ClixSense pays its users to view advertisements, perform online tasks, and complete online surveys. The company collects personal information from users, such as their full names, dates of birth, email and postal addresses, usernames, passwords, and answers to security questions, as well as Social Security numbers for those who make more than $600 a month.
In its complaint against ClixSense, the FTC alleges that the website’s operator, James V. Grago, Jr., deceived consumers by falsely claiming that ClixSense “utilizes the latest security and encryption techniques to ensure the security of your account information.” In fact, ClixSense failed to implement minimal data security measures and stored personal information in clear text with no encryption. The complaint also alleges that ClixSense failed to implement readily available measures to limit access between computers on ClixSense’s network; failed to change default login and password credentials for third-party company network resources; and maintained consumers’ personal information, including consumers’ names, dates of birth, answers to security questions, login and password credentials, and Social Security numbers, in clear text.
The FTC alleges that ClixSense’s failures allowed hackers to gain access to the company’s network through a browser extension that ClixSense downloaded. The complaint notes that ClixSense was put on notice that the company’s network was compromised based on clues left by the hackers. For example, hackers accessed documents, email accounts, and credentials stored on employee laptops; changed employees’ logins and passwords; redirected email notifications for multiple network accounts, including ClixSense’s cloud and Domain Name System (DNS) host services; and redirected visitors to the ClixSense website to an unaffiliated adult-themed website.

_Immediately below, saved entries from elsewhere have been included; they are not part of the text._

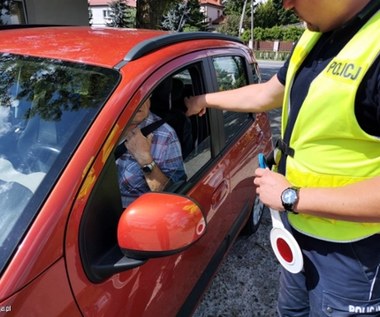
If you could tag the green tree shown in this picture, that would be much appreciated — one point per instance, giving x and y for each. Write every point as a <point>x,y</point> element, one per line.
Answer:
<point>265,15</point>
<point>121,15</point>
<point>5,11</point>
<point>196,20</point>
<point>149,13</point>
<point>284,17</point>
<point>230,25</point>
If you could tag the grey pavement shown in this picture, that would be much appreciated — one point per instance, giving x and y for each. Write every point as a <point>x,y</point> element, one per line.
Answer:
<point>246,284</point>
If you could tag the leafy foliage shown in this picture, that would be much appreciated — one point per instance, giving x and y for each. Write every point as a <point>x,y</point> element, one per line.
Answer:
<point>291,33</point>
<point>284,17</point>
<point>185,16</point>
<point>5,11</point>
<point>121,15</point>
<point>150,12</point>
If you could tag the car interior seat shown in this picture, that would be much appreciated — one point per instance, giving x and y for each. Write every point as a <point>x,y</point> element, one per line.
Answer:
<point>167,102</point>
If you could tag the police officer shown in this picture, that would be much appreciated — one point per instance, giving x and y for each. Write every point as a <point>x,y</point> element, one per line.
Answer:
<point>329,90</point>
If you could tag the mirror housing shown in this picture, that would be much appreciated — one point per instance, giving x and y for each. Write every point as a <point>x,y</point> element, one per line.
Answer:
<point>159,224</point>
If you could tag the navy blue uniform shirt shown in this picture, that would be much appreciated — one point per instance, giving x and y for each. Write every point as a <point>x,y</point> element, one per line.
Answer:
<point>367,106</point>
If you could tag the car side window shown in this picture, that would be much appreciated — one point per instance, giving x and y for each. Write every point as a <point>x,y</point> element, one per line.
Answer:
<point>193,132</point>
<point>230,74</point>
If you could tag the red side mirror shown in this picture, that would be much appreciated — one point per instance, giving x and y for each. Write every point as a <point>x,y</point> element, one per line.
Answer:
<point>159,224</point>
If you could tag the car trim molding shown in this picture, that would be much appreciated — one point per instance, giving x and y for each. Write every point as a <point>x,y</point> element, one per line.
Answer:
<point>153,44</point>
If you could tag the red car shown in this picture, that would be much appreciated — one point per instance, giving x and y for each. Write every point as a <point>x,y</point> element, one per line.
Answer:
<point>67,246</point>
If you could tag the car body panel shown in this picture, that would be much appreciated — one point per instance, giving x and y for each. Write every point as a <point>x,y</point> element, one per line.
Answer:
<point>50,252</point>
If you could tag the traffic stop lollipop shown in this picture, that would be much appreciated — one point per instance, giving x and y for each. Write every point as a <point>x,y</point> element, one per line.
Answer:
<point>284,245</point>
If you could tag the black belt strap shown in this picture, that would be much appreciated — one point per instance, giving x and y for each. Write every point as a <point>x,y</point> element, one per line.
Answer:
<point>284,148</point>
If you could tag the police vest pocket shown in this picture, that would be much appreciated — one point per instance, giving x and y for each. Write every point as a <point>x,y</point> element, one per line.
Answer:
<point>337,306</point>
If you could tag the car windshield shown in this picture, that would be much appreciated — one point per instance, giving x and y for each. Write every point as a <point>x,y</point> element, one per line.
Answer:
<point>45,107</point>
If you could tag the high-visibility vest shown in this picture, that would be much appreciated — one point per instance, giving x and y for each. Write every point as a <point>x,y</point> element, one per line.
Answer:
<point>330,148</point>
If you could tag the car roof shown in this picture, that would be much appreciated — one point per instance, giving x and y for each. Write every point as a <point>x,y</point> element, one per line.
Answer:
<point>93,45</point>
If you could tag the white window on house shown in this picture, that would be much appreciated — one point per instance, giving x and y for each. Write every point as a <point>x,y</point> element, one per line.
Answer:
<point>106,13</point>
<point>16,14</point>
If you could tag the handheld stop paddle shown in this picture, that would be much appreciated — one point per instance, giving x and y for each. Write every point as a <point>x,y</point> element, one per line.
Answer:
<point>284,245</point>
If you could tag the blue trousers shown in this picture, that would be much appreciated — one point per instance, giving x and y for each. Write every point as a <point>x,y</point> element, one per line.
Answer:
<point>338,280</point>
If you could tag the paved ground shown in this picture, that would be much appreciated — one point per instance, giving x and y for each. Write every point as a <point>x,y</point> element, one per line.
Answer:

As a result of ClixSense’s data security failures, the hackers downloaded a document from ClixSense that contained clear text information regarding 6.6 million consumers, including some 500,000 U.S. consumers. The hackers then published and offered for sale, on a website known for posting security exploits, personal information pertaining to approximately 2.7 million consumers, including full names and physical addresses, dates of birth, gender, answers to security questions, email addresses and passwords, as well as hundreds of Social Security numbers.

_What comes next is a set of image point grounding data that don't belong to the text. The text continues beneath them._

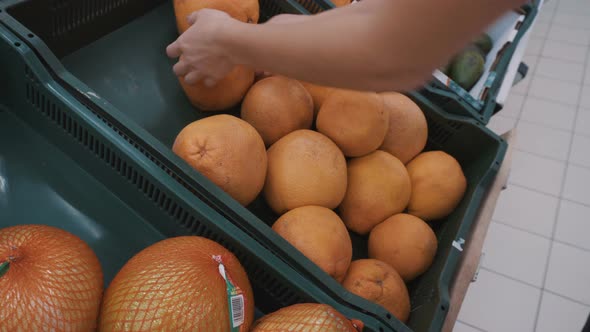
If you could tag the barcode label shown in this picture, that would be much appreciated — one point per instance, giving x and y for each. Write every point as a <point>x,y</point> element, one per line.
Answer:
<point>237,310</point>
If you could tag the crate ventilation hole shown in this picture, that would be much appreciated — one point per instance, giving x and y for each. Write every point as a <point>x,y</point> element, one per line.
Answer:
<point>67,15</point>
<point>53,112</point>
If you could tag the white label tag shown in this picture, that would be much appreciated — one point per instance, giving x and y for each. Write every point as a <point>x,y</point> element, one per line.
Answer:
<point>237,310</point>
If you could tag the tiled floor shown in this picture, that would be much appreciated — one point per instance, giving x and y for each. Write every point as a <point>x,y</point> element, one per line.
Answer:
<point>535,274</point>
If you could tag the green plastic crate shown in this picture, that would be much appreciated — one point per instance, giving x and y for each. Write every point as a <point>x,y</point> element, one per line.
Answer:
<point>135,91</point>
<point>63,166</point>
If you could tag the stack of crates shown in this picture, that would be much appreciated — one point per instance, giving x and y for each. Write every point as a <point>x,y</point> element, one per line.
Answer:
<point>90,92</point>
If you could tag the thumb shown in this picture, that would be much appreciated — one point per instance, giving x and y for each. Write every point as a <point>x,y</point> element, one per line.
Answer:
<point>192,18</point>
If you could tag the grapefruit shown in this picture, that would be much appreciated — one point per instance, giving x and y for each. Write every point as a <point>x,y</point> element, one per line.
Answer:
<point>378,187</point>
<point>305,317</point>
<point>177,285</point>
<point>406,243</point>
<point>49,280</point>
<point>304,168</point>
<point>438,185</point>
<point>276,106</point>
<point>318,94</point>
<point>380,283</point>
<point>226,93</point>
<point>356,121</point>
<point>228,151</point>
<point>230,90</point>
<point>242,10</point>
<point>408,130</point>
<point>320,235</point>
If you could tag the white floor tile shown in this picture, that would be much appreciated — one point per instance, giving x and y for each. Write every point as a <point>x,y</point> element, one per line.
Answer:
<point>531,60</point>
<point>559,314</point>
<point>526,209</point>
<point>534,46</point>
<point>540,29</point>
<point>550,6</point>
<point>549,113</point>
<point>513,106</point>
<point>560,70</point>
<point>583,122</point>
<point>575,20</point>
<point>496,303</point>
<point>545,16</point>
<point>585,100</point>
<point>569,34</point>
<point>544,141</point>
<point>500,124</point>
<point>569,272</point>
<point>577,185</point>
<point>580,153</point>
<point>560,91</point>
<point>522,87</point>
<point>516,253</point>
<point>538,173</point>
<point>573,224</point>
<point>460,327</point>
<point>577,6</point>
<point>564,51</point>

As part of the settlement, Grago is prohibited from misrepresenting the extent to which any company he controls protects the privacy, security, confidentiality, or integrity of personal information it collects. If any company he controls collects or maintains personal information, Grago must implement a comprehensive information security program and obtain independent biennial assessments of this program. In addition, Grago also is prohibited from making misrepresentations to the third party performing the biennial assessments of any information security program, and must provide an annual certification of compliance to the Commission.